BMC Microbiology 2010, 10:267  doi:10.1186/1471-2180-10-267

Published: 20 October 2010

Abstract

Background

Clostridium botulinum, an obligate anaerobic spore-forming bacterium, produces seven antigenic variants of botulinum toxin that are distinguished serologically and termed "serotypes". Botulinum toxin blocks the release of acetylcholine at neuromuscular junctions resulting in flaccid paralysis. The potential lethality of the disease warrants a fast and accurate means of diagnosing suspected instances of food contamination or human intoxication. Currently, the Food and Drug Administration (FDA)-accepted assay to detect and type botulinum neurotoxins (BoNTs) is the mouse protection bioassay. While specific and sensitive, this assay requires the use of laboratory animals, may take up to four days to achieve a diagnosis, and is unsuitable for high-throughput analysis. We report here a two-step PCR assay that identifies all toxin types, that achieves the specificity of the mouse bioassay while surpassing it in equivalent sensitivity, that has capability for high-throughput analysis, and that provides quantitative results within hours. The first step of our assay consists of a conventional PCR that detects the presence of C. botulinum regardless of the neurotoxin type.
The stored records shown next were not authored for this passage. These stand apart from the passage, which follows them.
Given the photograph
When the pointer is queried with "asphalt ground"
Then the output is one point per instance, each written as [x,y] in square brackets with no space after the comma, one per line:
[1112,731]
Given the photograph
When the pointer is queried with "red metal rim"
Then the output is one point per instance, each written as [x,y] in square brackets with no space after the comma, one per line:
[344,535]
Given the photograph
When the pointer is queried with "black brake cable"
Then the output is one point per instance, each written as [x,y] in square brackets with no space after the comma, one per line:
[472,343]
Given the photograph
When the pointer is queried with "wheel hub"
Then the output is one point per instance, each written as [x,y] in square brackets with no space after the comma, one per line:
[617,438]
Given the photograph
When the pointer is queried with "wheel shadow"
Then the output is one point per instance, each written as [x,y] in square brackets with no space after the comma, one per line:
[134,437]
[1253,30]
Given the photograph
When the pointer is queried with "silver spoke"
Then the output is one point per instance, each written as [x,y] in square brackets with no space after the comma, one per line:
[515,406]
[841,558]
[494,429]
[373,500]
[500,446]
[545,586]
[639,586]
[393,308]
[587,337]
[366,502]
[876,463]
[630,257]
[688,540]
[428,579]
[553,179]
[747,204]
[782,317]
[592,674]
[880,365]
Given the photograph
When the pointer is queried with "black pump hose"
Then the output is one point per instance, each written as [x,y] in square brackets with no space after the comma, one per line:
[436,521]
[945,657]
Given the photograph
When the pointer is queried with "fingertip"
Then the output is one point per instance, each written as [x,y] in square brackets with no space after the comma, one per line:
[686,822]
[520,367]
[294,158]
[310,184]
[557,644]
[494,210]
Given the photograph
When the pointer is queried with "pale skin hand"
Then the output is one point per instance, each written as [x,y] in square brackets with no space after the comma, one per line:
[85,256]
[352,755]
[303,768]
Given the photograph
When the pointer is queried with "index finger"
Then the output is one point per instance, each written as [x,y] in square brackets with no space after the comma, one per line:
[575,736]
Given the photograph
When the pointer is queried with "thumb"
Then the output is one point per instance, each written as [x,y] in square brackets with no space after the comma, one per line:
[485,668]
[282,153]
The second step uses quantitative PCR (qPCR) technology to determine the specific serotype of the neurotoxin.

Results

We assayed purified C. botulinum DNA and crude toxin preparations, as well as food and stool from healthy individuals spiked with purified BoNT DNA, and one stool sample from a case of infant botulism for the presence of the NTNH gene, which is part of the BoNT gene cluster, and for the presence of serotype-specific BoNT genes. The PCR surpassed the mouse bioassay both in specificity and sensitivity, detecting positive signals in BoNT preparations containing well below the 1 LD50 required for detection via the mouse bioassay. These results were type-specific and we were reliably able to quantify as few as 10 genomic copies.

Conclusions

While other studies have reported conventional or quantitative PCR-based assays for the detection of C. botulinum genes, our procedure's high-throughput capability and its portability allows most laboratories to quickly assess the possible presence of BoNTs either in food processing samples or in suspected cases of botulism. Thus, this assay provides rapid and specific detection of BoNT and toxin complex genes and would enable the targeting of appropriate therapeutics to infected individuals in a timely manner.